Liberdade, ontem as pessoas saíram às ruas para protestar contra o seu grande inimigo. Sabemos que ele, o imperador calvo, não é o seu único inimigo, mas apenas o mais evidente nas atuais circunstâncias. O fato é que, nos últimos anos, ninguém se empenhou tanto em sufocá-la, em feri-la, em vilipendiá-la. O calvo é o seu calvário, Liberdade. Ele precisa parar. O povo de bem, os milhões de brasileiros que têm o coração e a inteligência no lugar certo, sabem que esse seu inimigo esse nosso inimigo precisa ser contido, ou vai aniquilar a todos nós.

Liberdade, minha irmã, você não foi criada por nenhum homem, por nenhum político, por nenhum governo, por nenhum estado, por nenhuma revolução, por nenhum juiz. Você foi criada diretamente por Deus. Você habita aquele espaço que existe entre o dedo de Deus e do dedo do homem, no afresco de Michelangelo pintado no teto da Capela Sistina. Você depende de um gesto, de uma decisão, de um ato da nossa vontade. Você depende da nossa coragem.

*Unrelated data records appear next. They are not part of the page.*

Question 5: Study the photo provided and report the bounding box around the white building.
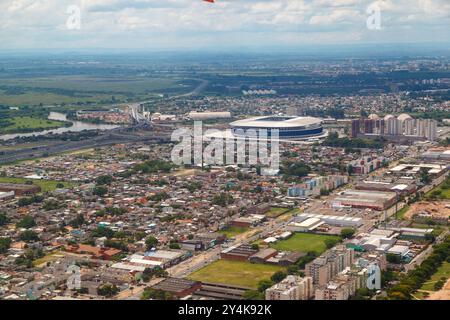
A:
[266,275,313,300]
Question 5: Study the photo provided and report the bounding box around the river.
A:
[0,112,120,141]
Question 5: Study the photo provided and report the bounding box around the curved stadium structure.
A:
[230,116,325,140]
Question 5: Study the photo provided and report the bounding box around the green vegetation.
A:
[0,177,74,193]
[0,116,69,135]
[0,238,12,254]
[93,185,108,197]
[141,288,173,300]
[396,205,411,220]
[212,193,234,207]
[265,207,289,218]
[19,230,39,242]
[0,213,9,226]
[270,233,341,254]
[16,215,36,229]
[425,176,450,200]
[387,235,450,300]
[219,226,249,238]
[97,283,119,297]
[145,236,159,250]
[280,161,311,179]
[0,76,191,107]
[340,228,356,239]
[188,260,285,289]
[323,132,386,149]
[419,261,450,292]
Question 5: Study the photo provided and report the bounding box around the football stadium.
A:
[229,116,326,141]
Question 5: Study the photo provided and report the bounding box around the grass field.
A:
[33,252,65,267]
[425,177,450,200]
[0,116,67,134]
[0,177,75,192]
[420,262,450,291]
[188,260,285,289]
[396,205,410,220]
[219,226,249,238]
[0,76,197,106]
[269,233,341,254]
[265,207,289,218]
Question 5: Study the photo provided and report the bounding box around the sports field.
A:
[270,233,341,254]
[188,260,285,289]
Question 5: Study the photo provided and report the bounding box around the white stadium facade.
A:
[229,116,326,141]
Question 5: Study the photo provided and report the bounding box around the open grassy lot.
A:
[33,252,65,267]
[0,76,198,106]
[270,233,341,254]
[425,177,450,200]
[414,261,450,299]
[218,226,249,238]
[396,205,410,220]
[0,116,67,134]
[0,177,75,192]
[188,260,285,289]
[265,207,289,218]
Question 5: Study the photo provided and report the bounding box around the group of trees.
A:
[16,215,36,229]
[280,161,311,179]
[324,132,386,149]
[212,193,234,207]
[141,288,173,300]
[97,283,119,297]
[387,236,450,300]
[17,195,44,207]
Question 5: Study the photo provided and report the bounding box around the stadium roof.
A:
[230,116,322,128]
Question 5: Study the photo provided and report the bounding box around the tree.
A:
[145,236,158,250]
[93,185,108,197]
[243,290,264,300]
[97,283,119,297]
[19,230,39,242]
[141,288,173,300]
[271,271,287,283]
[340,228,356,239]
[0,238,12,254]
[96,175,113,186]
[386,253,402,264]
[0,213,9,226]
[257,279,274,292]
[169,243,181,249]
[251,243,260,251]
[324,238,340,249]
[16,215,36,229]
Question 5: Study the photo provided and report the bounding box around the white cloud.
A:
[0,0,448,49]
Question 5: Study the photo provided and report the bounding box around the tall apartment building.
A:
[305,245,354,286]
[266,275,313,300]
[315,265,373,300]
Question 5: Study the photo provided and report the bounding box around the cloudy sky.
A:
[0,0,449,50]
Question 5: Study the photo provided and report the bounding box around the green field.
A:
[396,205,410,220]
[420,262,450,292]
[270,233,341,254]
[188,260,285,289]
[0,116,68,134]
[426,177,450,200]
[265,207,289,218]
[219,226,249,238]
[0,177,75,192]
[0,76,197,107]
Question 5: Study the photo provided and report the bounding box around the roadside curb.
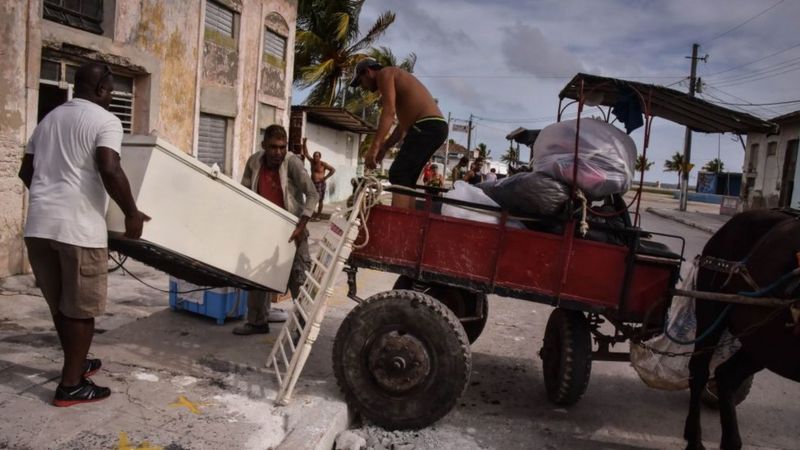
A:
[277,401,351,450]
[646,207,716,234]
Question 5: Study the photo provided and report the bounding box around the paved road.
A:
[344,210,799,450]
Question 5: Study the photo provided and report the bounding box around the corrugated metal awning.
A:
[559,73,779,135]
[293,106,376,134]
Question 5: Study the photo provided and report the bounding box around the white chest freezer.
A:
[106,135,297,292]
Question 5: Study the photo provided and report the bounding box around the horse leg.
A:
[685,348,714,450]
[715,349,763,450]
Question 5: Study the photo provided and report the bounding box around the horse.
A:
[684,209,800,450]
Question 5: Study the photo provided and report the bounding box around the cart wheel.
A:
[701,375,754,409]
[393,276,488,344]
[333,289,471,429]
[540,308,592,406]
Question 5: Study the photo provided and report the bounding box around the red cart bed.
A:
[349,200,682,323]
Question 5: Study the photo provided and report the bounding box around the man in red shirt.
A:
[234,125,318,335]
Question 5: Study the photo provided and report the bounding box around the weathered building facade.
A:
[743,111,800,210]
[0,0,297,277]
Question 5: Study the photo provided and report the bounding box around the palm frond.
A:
[348,11,395,53]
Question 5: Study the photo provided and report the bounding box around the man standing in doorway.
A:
[234,125,318,335]
[350,58,448,208]
[18,62,150,406]
[301,138,336,219]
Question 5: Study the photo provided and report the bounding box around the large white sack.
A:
[531,118,637,198]
[630,263,741,390]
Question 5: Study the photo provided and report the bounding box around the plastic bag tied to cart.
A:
[531,118,637,199]
[442,181,524,228]
[477,172,570,217]
[630,263,741,391]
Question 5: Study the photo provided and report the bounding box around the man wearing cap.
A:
[350,58,448,209]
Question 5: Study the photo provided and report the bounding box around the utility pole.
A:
[466,114,474,163]
[443,112,452,180]
[679,43,705,211]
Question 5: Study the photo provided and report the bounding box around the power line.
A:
[702,0,785,45]
[416,74,686,80]
[705,98,800,106]
[714,63,800,88]
[704,40,800,77]
[702,85,784,116]
[709,55,800,84]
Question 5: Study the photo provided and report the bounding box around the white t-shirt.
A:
[24,98,123,248]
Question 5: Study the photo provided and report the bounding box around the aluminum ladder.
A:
[266,185,369,405]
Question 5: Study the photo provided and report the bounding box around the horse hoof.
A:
[685,443,705,450]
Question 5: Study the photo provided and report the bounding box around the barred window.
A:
[43,0,104,35]
[205,1,234,37]
[264,29,286,61]
[198,114,228,172]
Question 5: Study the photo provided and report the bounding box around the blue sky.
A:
[293,0,800,184]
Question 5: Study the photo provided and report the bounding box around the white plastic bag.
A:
[630,263,741,390]
[441,181,523,228]
[531,118,637,198]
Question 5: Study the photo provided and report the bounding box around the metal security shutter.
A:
[205,1,234,37]
[110,75,135,134]
[198,114,227,172]
[264,29,286,60]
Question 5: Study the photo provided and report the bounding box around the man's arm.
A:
[323,161,336,180]
[241,158,253,189]
[18,154,34,189]
[96,148,150,239]
[287,156,319,244]
[366,69,400,169]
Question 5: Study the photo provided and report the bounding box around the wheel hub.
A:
[367,331,431,393]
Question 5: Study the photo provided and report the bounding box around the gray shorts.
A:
[25,237,108,319]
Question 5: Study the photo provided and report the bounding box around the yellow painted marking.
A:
[168,395,203,414]
[116,431,163,450]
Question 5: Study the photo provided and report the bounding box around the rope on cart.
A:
[575,190,589,236]
[350,175,383,249]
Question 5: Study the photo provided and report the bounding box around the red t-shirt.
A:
[257,166,285,208]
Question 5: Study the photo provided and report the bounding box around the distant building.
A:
[742,110,800,209]
[290,106,374,203]
[0,0,297,277]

Liberdade, ontem as pessoas saíram às ruas para protestar contra o seu grande inimigo. Sabemos que ele, o imperador calvo, não é o seu único inimigo, mas apenas o mais evidente nas atuais circunstâncias

Viu como a Paulista estava bonita, Liberdade? Era por você. Um dia antes da manifestação, eu escutei a Grande Fantasia Triunfal sobre o Hino Nacional Brasileiro, na interpretação de uma talentosíssima pianista chamada Antonella Franco. Nos anos 80, essa obra de Louis Moreau Gottschalk (1829-1869), um compositor americano apaixonado pelo Brasil, foi surrupiada por um partido político de esquerda. Mas agora podemos ouvi-la livremente e nos encantar com as variações sobre o tema do nosso Hino. Em determinados trechos da obra, Gottschalk desce a tonalidades sombrias e perturbadoras, ainda que imersas em um oceano de beleza. E naquela hora, naqueles compassos de paixão e ressurreição, eu pensei em você, Liberdade. Pensei em tudo que você tem visto, em tudo que você tem sofrido, em tudo que você tem suportado calada. Pensei nos presos políticos inocentes que só estavam clamando por você, e que a perderam pela vontade sumária do seu pior inimigo. Pensei nas famílias que a amaram e perderam tudo por esse amor. Pensei nos seus amigos exilados, censurados, perseguidos. Pensei em todos os seus defensores, cujas vidas foram devassadas e destruídas. Pensei no Olavo. No Allan. Na Ludmila. No Filipe Martins. No Clezão. Liberdade, Liberdade, eu pensei em todos eles, e sei que você não os esqueceu.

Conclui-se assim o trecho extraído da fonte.